Selecting Variables for Multiple Regression (Univariate Significance Levels)

Hi All! I really hope someone can answer my question.

I am building multiple linear regressions and I am testing salient variables one by one at the univariate level to determine whether I should include them.

However, what is the current acceptable limits of p values to include/exclude univariate level variables. I have gotten some very conflicting advice, which is why I turned to this site. At first I was using p < 0.05 but then I was told to use .20 and later read p values ranging between .25-.50. So I am very confused. If I continue to use variables at the 0.05 level is there any literature that can justify this?




No cake for spunky
Stepwise has signficant problems despite its use (likely because those that use it are unaware of the issues).

My advice is not to use bivariate relationships period to decide whether to enter a variable. Because bivariate relationships commonly have little to do with the marginal relationships, unique variance explained by a given predictor, in a multiple regression model. The best strategy is theory or what makes sense substantively. Another alternative is to run various models and chose the one with the lowest BIC (or alternately run them all and remove the ones that are not signficant although some disagree with that strategy as well).

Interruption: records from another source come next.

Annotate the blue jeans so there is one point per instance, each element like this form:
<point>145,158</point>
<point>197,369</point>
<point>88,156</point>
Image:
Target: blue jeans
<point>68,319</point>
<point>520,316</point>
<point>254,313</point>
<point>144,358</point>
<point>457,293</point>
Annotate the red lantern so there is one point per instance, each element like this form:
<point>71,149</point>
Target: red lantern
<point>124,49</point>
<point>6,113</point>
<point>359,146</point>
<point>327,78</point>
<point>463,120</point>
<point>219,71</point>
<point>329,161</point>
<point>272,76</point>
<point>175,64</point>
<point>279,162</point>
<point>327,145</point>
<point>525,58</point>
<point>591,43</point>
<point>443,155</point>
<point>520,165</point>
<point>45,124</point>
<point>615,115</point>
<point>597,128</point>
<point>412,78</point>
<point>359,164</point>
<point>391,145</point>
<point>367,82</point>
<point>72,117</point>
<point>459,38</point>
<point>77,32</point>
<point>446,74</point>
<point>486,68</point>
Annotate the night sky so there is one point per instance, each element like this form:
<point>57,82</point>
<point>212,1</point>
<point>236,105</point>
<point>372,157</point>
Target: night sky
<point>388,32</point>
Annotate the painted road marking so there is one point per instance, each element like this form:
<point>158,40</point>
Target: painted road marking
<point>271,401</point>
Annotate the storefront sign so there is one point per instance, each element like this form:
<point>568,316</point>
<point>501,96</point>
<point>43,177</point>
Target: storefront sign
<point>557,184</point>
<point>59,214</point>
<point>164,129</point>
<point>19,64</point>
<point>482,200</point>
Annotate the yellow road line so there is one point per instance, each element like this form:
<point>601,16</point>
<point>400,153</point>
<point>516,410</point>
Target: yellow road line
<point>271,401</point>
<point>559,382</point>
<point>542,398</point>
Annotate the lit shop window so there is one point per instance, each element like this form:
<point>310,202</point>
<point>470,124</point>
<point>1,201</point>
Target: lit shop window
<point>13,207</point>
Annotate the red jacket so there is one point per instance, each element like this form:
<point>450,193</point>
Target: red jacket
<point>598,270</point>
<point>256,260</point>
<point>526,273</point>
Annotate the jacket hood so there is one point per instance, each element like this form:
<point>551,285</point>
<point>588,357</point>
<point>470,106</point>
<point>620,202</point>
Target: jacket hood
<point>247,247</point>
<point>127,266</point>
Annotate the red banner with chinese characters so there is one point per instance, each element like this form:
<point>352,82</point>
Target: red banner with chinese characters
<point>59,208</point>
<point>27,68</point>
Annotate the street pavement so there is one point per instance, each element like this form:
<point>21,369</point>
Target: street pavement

Another problem with using univariate criteria is that ignores interaction effects.


Less is more. Stay pure. Stay poor.
It is all situation based on what cut-off you want to use. Many times the inclusion level for entry (candidate) variables will be higher (e.g., 0.20), but the significance in the final model will drop back down (e.g., 0.05), this gives the opportunity to let the covariates comingle for an instance.

But overall this is typically situation and discipline based.


No cake for spunky
Except, IMHO, a lot of disciplines know so little about statistics that their behavior is doubtful. Having come from one of those disciplines myself (public management).:p It took me a long time to realize just because it came from a journal did not mean the writer actually understood the method. I know now I did tons of stuff that was just flat out bad practice.
Would it help if I said I was testing for main effects of each variable in the regression model and not the interaction of the variables? In my final multiple regression models I use P < .05 for significance, but am just making sure that you know I am asking about the step before, when I am selecting the variables, I have a huge variable set so I need to narrow down. So please make your case for .05 or .2 at the univariate level? References would be appreciated!!! THANKS!!


No cake for spunky
You really should not be testing for the main effects if there is a signficant interaction effect, because the meaning of main effects then is doubtful. Automatically throwing out interaction is not a good idea if admitedly commonly done.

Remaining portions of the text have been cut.